People – 80% men, it seemed – were lounging in cushy chairs, checking email, reading, munching snacks and enjoying cocktails. There were no couches, but one area had upholstered cube sort of furniture, so I pushed three together, rolled my bag and coat together to make a pillow, hugged my purse to my chest and lay down on my side. I’m sure it was unusual, and a few people looked a little askance, but got over it quickly and I was past caring. I was hurting too badly to fall asleep, so there was no danger of that, but I did get some relief and did not have to endure the noise of the terminal, and for that I was very glad.
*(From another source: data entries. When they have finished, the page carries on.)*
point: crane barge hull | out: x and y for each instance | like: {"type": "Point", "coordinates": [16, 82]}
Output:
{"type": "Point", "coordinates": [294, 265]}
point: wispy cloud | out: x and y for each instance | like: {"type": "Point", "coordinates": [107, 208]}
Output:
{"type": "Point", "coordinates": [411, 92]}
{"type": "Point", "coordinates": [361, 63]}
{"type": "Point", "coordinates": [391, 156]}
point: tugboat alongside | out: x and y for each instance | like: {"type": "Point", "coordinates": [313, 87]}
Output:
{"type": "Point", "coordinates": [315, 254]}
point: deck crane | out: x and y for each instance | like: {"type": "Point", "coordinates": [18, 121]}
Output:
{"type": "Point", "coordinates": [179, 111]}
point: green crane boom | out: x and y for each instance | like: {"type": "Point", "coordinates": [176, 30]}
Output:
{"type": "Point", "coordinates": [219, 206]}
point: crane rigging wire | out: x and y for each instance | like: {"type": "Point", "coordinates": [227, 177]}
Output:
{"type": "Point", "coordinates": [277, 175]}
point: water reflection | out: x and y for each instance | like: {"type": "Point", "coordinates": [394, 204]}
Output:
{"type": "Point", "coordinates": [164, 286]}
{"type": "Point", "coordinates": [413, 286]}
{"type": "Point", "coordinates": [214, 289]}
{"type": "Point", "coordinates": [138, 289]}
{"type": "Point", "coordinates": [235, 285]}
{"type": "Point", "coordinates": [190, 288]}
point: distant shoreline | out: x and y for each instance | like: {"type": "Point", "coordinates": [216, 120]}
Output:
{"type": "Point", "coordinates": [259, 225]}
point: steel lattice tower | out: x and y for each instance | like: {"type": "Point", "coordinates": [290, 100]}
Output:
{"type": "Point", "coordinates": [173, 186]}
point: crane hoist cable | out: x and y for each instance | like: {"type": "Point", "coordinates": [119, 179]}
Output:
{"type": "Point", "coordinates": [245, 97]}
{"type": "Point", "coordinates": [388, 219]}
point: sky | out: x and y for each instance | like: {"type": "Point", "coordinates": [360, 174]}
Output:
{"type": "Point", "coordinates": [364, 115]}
When it was time to go I sat up, packed up and went out, with wrinkles on my face from the coat. The woman at the counter nodded very kindly and sympathetically said, “I hope you are feeling better.” And I said I was, a little.
So today, when I heard the announcement about the Admiral’s Club, that all came back to me. I was glad that the military personnel were being taken care of by American Airlines. And I wondered, if possibly the next time a person with fibromyalgia wandered in exhausted and hurting and they had room to spare, they would get in. Maybe if enough of us keep asking, we’ll get in. Maybe, if we keep showing that we can look normal and not be, that we can hurt and not show it, those other people – the ones that don’t get it, will.